Esta postura choca frontalmente con la agenda de desregulación del Gobierno Nacional, donde funcionarios como Federico Sturzenegger han calificado estas barreras como una “aberración social” que solo beneficia a un “club” de privilegiados.

A pesar de la parálisis que afecta a los ciudadanos de Escobar, Sujarchuk ha defendido su faceta empresarial afirmando que no quiere depender exclusivamente de la política. No obstante, la controversia surge porque sus emprendimientos se sitúan en el mismo territorio que él administra.
Entre los casos más destacados se encuentra Altos las Casuarinas, un proyecto en Loma Verde donde el intendente realizó un “canje de metros”, entregando tierras propias a cambio del 15% de los departamentos construidos.
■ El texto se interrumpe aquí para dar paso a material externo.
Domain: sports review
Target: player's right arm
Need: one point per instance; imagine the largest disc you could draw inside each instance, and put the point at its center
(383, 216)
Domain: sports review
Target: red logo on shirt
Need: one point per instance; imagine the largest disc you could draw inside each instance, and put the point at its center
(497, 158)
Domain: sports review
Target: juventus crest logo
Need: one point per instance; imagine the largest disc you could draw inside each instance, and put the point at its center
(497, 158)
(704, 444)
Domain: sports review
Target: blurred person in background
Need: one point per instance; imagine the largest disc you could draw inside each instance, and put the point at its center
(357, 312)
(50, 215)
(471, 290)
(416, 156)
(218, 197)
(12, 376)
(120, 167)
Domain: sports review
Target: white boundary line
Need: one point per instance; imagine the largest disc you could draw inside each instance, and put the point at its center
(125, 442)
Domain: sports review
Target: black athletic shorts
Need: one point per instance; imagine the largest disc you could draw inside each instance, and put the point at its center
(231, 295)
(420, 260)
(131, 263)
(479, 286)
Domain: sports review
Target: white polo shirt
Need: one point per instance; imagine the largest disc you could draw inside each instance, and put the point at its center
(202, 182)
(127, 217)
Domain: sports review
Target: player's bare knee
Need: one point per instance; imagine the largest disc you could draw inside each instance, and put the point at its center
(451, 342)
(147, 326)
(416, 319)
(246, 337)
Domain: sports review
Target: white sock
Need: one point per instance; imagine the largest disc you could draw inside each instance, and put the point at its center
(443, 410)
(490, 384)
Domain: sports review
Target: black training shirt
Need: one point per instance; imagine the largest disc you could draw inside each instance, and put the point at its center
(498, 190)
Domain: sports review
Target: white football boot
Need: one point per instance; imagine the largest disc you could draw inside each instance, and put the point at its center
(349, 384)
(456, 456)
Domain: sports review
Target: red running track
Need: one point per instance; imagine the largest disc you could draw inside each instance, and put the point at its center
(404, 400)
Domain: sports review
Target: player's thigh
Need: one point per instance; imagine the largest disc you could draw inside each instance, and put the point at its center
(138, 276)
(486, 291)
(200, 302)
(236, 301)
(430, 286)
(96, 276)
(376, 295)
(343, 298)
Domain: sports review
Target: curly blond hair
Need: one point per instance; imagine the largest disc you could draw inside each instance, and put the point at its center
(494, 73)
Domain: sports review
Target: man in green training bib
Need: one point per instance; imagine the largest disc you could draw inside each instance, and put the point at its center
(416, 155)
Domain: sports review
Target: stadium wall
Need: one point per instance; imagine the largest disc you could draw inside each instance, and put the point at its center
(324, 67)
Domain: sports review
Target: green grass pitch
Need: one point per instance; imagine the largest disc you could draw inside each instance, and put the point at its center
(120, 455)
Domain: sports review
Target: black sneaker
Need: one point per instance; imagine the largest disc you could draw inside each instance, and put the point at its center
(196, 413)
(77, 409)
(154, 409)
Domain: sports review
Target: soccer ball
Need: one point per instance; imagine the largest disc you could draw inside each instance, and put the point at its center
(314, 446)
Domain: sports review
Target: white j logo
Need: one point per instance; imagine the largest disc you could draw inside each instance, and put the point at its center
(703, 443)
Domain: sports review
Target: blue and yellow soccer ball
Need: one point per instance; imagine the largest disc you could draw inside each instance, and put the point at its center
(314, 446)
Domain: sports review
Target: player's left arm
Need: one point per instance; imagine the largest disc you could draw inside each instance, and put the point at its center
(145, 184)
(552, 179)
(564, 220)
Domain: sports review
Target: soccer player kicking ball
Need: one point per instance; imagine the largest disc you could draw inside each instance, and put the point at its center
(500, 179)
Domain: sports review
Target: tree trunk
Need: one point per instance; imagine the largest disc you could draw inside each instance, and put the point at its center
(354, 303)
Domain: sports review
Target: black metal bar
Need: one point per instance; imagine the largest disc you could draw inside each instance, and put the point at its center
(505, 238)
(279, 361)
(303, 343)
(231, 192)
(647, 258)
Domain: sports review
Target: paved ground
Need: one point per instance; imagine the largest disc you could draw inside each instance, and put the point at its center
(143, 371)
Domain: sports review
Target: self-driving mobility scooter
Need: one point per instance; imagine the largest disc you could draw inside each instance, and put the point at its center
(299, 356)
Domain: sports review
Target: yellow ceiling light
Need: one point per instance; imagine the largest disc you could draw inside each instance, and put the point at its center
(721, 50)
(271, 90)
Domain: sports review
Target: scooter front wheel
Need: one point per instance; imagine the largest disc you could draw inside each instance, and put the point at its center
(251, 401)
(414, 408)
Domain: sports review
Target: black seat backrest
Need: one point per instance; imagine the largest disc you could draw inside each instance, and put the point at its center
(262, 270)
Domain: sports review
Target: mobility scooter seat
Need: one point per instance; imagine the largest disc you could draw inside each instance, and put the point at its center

Lo cuestionable es que la habilitación de este proyecto dependía del propio municipio.
La firma que habilitó esa obra pertenecía a Claudio Flores Barrios, quien en ese momento era Director de Compras municipal y, simultáneamente, presidente de la constructora personal de Sujarchuk, Margus Construcciones.
En tanto, al intendente se le adjudican propiedades de alto perfil, incluyendo una mansión de 800 metros en Puertos del Lago y un departamento en la Ciudad de Buenos Aires valuado en 1.5 millones de dólares, adquirido a un ex socio.
En definitiva, mientras Escobar sufre el rigor de una economía local “complicada de plata”, el esquema de poder parece haber diseñado un sistema donde la libre competencia está vedada para los de afuera, pero las puertas del desarrollo inmobiliario se abren de par en par para la estructura de negocios ligada al palacio municipal.